Под впечатлением этих давно прошедших и незабытых дней Сергей и написал поэму. Она и в самом деле получилась, как выразился Семен Железин, густая: суровая правда о прошлом передана в ней без многословия, в ярких, запоминающихся картинах. Сергей был доволен своей работой и поначалу не придавал особого значения ни отмалчиванию друзей, ни железинским похвалам. Над этим он задумался, лишь когда в нем угомонились его первые радости.
Озарение пришло к нему совсем неожиданно благодаря случайной встрече на трибуне стадиона «Динамо» с тем же Сеней Железиным. После футбольного матча они вместе возвращались домой. Сеня снова заговорил о поэме, смакуя отдельные куски из нее. И тут-то он вскользь обронил одну немаловажную для Сергея фразу. Ему, мол, Железину, не пришлось пережить нечто подобное в сорок шестом году, но он в какой-то мере завидует Сергею, располагающему таким золотым материалом. Разумеется, если отбросить условности и рассматривать этот материал с сугубо поэтической точки зрения.
— Золотым, говоришь? — насторожился вдруг Сергей.
Железин начал оправдываться. Не виноват же он в том, что его отец, часовой мастер, кое-как умел все-таки достать тогда нужный кусок хлеба для семьи. В те годы ведь мало кто задумывался о будущем, продержаться бы только. Вот и отец скупал подержанные часы, ремонтировал и затем продавал. Ради семьи, может быть, иногда и против совести своей шел. Сейчас-то он этим не занимается. Да, собственно, если бы и занимался, сам ведь Сеня ни при чем здесь, ибо, как говорил Пушкин, от кого бы я, дескать, ни происходил, образ мыслей моих от этого никак не зависит.

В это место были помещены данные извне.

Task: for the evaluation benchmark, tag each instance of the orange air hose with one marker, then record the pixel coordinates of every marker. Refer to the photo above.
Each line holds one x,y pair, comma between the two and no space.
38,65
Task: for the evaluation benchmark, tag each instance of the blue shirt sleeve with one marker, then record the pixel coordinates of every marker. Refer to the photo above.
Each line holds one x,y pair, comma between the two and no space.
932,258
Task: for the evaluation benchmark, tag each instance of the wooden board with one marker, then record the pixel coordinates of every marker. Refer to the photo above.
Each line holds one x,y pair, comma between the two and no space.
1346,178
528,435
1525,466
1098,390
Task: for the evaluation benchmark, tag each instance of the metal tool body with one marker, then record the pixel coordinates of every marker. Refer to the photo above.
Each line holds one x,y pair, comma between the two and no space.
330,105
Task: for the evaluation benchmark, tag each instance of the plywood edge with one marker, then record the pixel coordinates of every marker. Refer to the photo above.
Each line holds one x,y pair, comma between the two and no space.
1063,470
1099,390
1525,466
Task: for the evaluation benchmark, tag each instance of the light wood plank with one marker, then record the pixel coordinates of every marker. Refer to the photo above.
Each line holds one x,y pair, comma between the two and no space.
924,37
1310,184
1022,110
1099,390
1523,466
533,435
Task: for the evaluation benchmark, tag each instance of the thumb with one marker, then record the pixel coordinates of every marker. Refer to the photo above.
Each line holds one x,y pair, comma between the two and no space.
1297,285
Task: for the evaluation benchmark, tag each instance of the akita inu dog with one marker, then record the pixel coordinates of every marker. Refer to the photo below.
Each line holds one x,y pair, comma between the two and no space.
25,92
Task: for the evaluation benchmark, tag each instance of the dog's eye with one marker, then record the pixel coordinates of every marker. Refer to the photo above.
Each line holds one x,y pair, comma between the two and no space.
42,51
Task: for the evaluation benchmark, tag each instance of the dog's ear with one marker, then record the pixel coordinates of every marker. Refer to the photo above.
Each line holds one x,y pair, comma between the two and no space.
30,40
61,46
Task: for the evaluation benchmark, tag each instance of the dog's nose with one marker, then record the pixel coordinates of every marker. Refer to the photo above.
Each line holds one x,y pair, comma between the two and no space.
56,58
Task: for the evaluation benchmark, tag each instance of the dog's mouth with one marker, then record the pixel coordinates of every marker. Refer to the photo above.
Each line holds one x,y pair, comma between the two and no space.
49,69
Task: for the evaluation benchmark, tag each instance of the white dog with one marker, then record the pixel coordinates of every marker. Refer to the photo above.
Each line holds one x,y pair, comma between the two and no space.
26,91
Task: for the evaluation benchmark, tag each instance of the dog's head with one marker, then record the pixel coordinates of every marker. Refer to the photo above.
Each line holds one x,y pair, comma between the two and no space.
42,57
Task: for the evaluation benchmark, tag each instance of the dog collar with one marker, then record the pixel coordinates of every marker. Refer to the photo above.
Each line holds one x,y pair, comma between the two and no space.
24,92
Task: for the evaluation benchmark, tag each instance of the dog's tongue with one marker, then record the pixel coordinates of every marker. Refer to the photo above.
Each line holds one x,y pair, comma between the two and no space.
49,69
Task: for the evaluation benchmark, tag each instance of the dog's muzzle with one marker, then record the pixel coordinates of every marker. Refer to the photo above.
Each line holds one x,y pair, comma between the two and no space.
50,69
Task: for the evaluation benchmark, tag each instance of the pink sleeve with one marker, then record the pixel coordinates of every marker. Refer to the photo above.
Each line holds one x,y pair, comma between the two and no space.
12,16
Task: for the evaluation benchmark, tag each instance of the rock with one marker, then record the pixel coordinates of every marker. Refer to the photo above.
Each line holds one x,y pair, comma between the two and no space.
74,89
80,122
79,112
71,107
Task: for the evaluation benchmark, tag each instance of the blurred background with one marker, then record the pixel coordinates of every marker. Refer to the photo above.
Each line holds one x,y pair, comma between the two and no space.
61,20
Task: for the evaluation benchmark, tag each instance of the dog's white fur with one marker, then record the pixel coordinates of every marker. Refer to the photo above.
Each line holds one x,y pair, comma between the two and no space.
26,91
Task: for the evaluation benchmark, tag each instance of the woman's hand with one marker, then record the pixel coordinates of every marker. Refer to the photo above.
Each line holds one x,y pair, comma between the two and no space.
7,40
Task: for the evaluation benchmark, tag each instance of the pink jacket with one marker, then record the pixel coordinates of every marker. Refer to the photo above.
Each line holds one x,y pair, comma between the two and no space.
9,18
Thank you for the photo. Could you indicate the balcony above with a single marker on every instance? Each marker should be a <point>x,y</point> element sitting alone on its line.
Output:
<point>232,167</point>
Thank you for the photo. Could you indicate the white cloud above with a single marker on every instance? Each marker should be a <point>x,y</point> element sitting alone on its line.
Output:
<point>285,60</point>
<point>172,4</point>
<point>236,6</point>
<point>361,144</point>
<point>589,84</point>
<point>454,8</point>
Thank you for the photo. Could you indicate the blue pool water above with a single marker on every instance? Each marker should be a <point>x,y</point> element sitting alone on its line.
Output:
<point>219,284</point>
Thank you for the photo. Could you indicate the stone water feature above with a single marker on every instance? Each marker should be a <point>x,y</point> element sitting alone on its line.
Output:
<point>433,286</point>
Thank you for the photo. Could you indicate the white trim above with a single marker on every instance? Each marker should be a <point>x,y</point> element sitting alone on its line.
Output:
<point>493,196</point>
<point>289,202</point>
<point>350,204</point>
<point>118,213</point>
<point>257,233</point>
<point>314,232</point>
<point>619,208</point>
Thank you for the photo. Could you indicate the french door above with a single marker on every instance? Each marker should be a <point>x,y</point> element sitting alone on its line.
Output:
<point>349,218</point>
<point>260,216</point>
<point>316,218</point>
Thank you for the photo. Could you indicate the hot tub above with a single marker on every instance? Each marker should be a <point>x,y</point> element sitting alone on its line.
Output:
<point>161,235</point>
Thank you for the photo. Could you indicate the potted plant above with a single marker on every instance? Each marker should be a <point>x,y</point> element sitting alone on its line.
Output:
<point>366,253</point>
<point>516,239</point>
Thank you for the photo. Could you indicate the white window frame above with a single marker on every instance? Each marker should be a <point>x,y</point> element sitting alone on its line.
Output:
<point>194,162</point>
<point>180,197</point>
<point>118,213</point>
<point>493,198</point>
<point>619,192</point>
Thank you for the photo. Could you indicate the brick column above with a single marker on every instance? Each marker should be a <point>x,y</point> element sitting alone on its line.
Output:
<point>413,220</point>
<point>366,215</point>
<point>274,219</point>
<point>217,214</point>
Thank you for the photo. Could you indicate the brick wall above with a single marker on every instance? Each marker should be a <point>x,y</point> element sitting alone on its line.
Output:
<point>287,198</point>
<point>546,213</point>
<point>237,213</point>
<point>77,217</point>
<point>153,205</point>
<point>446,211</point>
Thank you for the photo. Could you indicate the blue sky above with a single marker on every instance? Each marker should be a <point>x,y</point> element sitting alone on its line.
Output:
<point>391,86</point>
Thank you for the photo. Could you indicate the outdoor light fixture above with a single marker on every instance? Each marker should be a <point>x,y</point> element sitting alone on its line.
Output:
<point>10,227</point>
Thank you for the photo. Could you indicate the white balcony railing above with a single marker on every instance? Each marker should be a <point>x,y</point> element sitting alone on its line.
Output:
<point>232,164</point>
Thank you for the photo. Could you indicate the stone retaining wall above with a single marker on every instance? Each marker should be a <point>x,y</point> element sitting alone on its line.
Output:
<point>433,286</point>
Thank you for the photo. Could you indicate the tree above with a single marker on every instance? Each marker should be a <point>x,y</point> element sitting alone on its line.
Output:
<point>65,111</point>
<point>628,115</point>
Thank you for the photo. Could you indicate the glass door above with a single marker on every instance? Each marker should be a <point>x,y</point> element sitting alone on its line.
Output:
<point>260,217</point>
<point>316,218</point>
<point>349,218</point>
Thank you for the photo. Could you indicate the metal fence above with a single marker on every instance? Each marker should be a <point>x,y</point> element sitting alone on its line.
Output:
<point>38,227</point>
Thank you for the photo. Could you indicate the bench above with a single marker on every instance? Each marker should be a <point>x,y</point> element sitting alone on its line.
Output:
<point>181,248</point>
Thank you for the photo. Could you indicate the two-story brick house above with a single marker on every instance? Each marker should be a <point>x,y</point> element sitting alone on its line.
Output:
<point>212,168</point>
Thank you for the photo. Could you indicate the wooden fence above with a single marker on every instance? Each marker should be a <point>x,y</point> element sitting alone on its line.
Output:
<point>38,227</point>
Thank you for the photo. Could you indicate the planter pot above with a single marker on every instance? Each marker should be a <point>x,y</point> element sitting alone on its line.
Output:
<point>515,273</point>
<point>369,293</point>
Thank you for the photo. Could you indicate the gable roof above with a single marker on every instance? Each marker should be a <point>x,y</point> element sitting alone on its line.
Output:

Они уже подходили к станции метро «Белорусская», отправившись туда пешком из-за толчеи у стадиона. Сергей остановился и придержал за плечи Семена.
— Так, по-твоему, выходит, — он загородил дорогу Железину, — что быть честным можно только тогда, когда легко быть таковым? И на всякий случай подкармливать в себе (можешь считать это высокопарным) эдакого мелкобуржуазного червячка?
Железин попытался отделаться шуточкой.
— Чудак человек. Зачем из мухи слона строить?
Но Сергей уже окончательно вышел из себя.
— Вот именно: из мухи. Не кажется ли тебе, что вы слишком много жужжите и следите? По скатерти нашего стола следите, чтобы аппетит людям испортить. Потому как на стол этот есть что подать в отличие от сорок шестого года. И меня к тому склоняешь? Не выйдет!
— Мы ведь о поэме твоей говорим, хорошей поэме. Она волнует меня, — в последний раз попытался сгладить разговор Железин.
— Поэма — это мои часы. Я теперь начинаю догадываться, что она с изъяном. Но тебе я на ремонт их не отдам.